Author: Pedro Paulo Balage Filho Version: 1.0 Date: 12/03/13
These python scripts provide the HybridClassifier I used for the Semeval 2013 Task2 - Twitter Classification - Track B (http://www.cs.york.ac.uk/semeval-2013/task2/)
You can reproduce my results or adapt my code for your experiments. In order to run this code, you must have a python 2.x version and the CLiPS Pattern installed (http://www.clips.ua.ac.be/pages/pattern) In ubuntu, I install this library using these commands in the terminal
sudo aptitude install python-pip
sudo pip install pattern
You must also provide the training data and dictionaries used. I do not provide these files for copyright reasons.

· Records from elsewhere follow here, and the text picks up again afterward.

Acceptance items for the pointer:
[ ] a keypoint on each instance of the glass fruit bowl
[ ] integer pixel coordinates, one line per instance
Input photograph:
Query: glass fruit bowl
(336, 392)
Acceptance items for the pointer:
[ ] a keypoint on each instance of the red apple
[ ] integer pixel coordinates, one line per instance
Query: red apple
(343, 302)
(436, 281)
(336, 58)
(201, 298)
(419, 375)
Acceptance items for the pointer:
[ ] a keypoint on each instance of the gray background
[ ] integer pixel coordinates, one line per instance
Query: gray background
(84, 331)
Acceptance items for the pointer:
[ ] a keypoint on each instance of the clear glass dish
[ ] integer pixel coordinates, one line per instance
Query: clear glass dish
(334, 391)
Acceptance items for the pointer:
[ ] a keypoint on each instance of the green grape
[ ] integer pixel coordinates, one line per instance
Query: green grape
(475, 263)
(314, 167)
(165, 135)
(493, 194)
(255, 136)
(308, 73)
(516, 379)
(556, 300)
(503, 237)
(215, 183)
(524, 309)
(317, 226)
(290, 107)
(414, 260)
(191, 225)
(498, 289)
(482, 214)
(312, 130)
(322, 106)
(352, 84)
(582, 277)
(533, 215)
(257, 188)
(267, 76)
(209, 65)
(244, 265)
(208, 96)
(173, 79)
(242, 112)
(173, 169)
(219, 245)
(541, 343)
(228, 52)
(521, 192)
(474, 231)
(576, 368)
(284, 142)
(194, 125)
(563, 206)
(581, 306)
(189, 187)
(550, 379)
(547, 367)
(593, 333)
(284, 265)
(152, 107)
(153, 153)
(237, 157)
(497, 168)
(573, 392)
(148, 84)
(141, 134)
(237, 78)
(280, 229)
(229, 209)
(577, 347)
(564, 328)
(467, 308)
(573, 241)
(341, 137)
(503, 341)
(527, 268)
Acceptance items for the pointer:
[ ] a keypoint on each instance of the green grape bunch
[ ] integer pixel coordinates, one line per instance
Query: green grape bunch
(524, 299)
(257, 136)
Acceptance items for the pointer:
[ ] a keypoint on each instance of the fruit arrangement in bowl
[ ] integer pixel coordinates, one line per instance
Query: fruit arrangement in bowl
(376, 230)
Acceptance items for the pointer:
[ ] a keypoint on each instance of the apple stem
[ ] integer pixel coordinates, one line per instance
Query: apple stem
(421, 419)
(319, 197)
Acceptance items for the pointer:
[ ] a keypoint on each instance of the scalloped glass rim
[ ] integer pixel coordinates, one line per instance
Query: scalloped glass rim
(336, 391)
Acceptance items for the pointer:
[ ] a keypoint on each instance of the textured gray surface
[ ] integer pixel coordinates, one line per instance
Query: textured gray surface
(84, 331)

Please see the Data/README.md for more information how to get these files.
After placing the required data in Data/ folder, you can reproduce my Semeval results with the command:
python run_Semeval_classifier.py
It is going to generate two files:
task2-TEAM-B-twitter-constrained.output
task2-TEAM-B-sms-constrained.output
which contains the predictions.
If you like to use (without any warranty) my TwitterHybridClassifier, you may call it in python using the follow statements:
from TwitterHybridClassifier import TwitterHybridClassifier
# you must build a trainset. See the SemevalTwitter.py to check the trainset format
classifier = TwitterHybridClassifier(trainset)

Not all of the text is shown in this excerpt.